Varlena, LLC | PostgreSQL General Bits Newsletter

PostgreSQL Training,
Consulting & Support

By A. Elein Mustain

16-Jun-2003 Issue: 30

Archives |

General Tidbits |

Google General Bits |

Prev |

General Bits is a column loosely based on the PostgreSQL mailing list pgsql-general.
To find out more about the pgsql-general list and PostgreSQL, see www.PostgreSQL.org.

Thirty Issues!
Editorial	15-Jun-2003

This is Issue # 30 for General Bits. Our latest addition of a Portuguese translation has been very successful so far thanks to Juliano S. Ignacio.

Don't forget to subscribe to PostgreSQL General Bits. Support your local open source projects! Some new feature are in the works that will only available to subscribers.

As usual, feedback is requested. Send in your comments and corrections and suggestions.
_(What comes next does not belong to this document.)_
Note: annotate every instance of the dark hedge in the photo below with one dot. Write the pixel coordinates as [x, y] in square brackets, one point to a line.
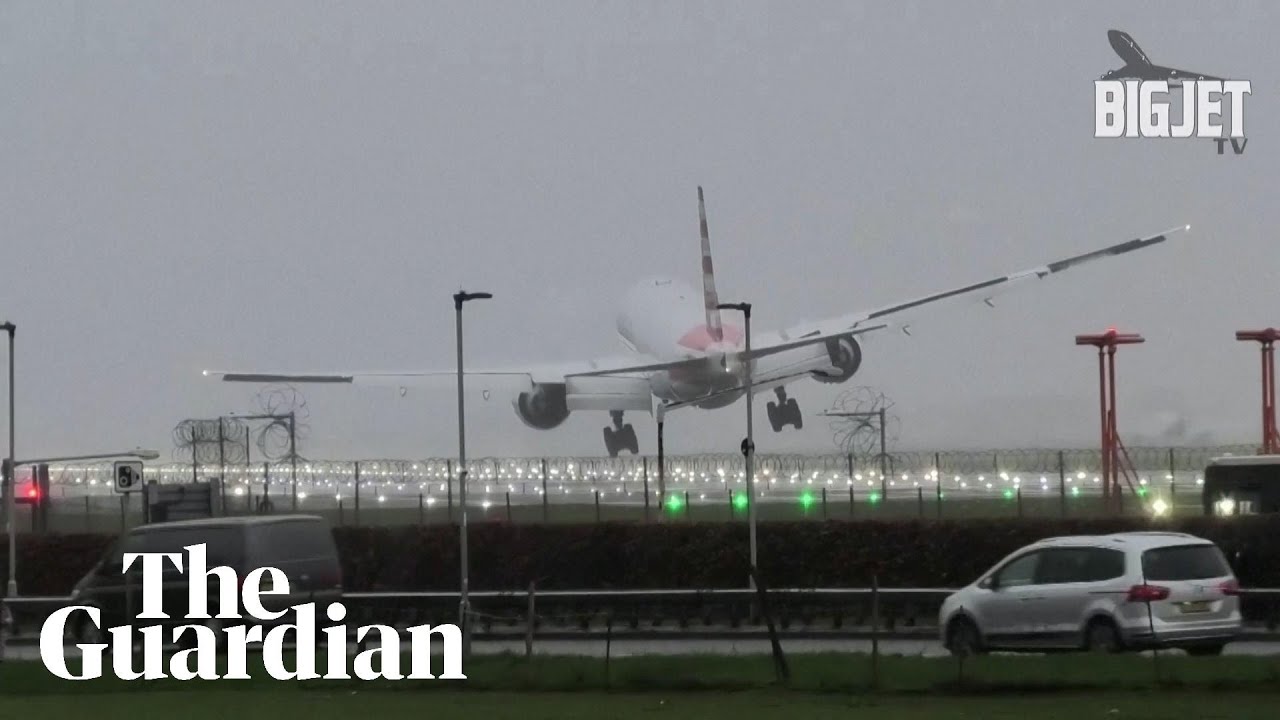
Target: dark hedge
[686, 555]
And we are all looking forward to 7.4!

Cheers,

Editor: elein at varlena.com

Temporary Tables with pl/pgsql
[GENERAL] Temporary tables inside functions problem 7-Jun-2003

You can create and use temporary tables inside of pl/pgsql functions, however, there is a catch. pl/pgsql functions are parsed when they are first run. Subsequent calls use the same query structures to run. If one of those queries accesses a temporary table created and dropped in the function it will work the first time, but not the second. The second time it is called, it will still be trying to access the first invocation's temporary table, not the newly created one.
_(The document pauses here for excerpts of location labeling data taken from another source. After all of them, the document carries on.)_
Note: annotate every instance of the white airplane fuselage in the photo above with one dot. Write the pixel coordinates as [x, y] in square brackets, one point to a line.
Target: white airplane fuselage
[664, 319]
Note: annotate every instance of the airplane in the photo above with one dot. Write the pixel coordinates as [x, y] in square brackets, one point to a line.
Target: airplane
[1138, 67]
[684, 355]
The workaround/proper way to handle this situation is to perform queries which access temporary tables in plpgsql functions by using EXECUTE. By using EXECUTE, the query is reparsed and the proper (new) temp table is accessed.

	-- This will not work
	...
	CREATE TEMP TABLE foo AS SELECT ....;
	FOR r IN SELECT * FROM foo
	LOOP
		....
	END LOOP;
	DROP TABLE foo;

	-- This will work
	...
	CREATE TEMP TABLE foo AS SELECT ....;
	FOR r IN EXECUTE "SELECT * FROM foo"
	LOOP
		....
	END LOOP;
	DROP TABLE foo;
	...

Contributors: Avi Schwartz avi at CFFtechnologies.com, Stephan Szabo sszabo at megazone23.bigpanda.com, Ian Barwick barwick at gmx.net, Sean Chittenden sean at chittenden.org

Decimal Marker
[GENERAL] converting from one locale to another	13-Jun-2003

To convert a database from one monetary unit to another, you only need to set the variables LC_MONETARY and LC_NUMERIC. This will hint to the database that the decimal should be a comma instead of a dot and hint what the currency symbol should be.

Unfortunately, none of the input and output for any of the number types listen to this hint. According to SQL specification, a dot is a decimal divider and PostgreSQL sticks to the specs where ever possible.

The functions that do pay attention to LC_MONETARY and LC_NUMERIC hints are the to_char() and to_number() functions. Capture input correctly using to_number() and send out properly displayed values using to_char().

In this example we have a float and numeric columns in a table.

	create table to_what ( fl float, num numeric);

To check what the current values of LC_MONETARY and LC_NUMERIC are use SHOW. These show we are starting out with US English values.

	=# show LC_MONETARY;
	 lc_monetary 
	-------------
	 en_US

	=# show LC_NUMERIC;
	 lc_numeric 
	------------
	 en_US

We'll insert one row in using these values and show the result which is as expected, dots for decimals.

	=# insert into to_what values ( 1.2, 34.56 );
	INSERT 1622475 1
	elein=# select * from to_what;
	 fl  |  num  
	-----+-------
	 1.2 | 34.56

We'll change the values of LC_MONETARY and LC_NUMERIC to 'fr_FR' in order to see how that changes things. A row using dots as decimals is inserted and also inserted is a row where the values have a comma as a decimal separator. In order to use the comma separator, the values must be single quoted and passed to to_number() with an appropriate format.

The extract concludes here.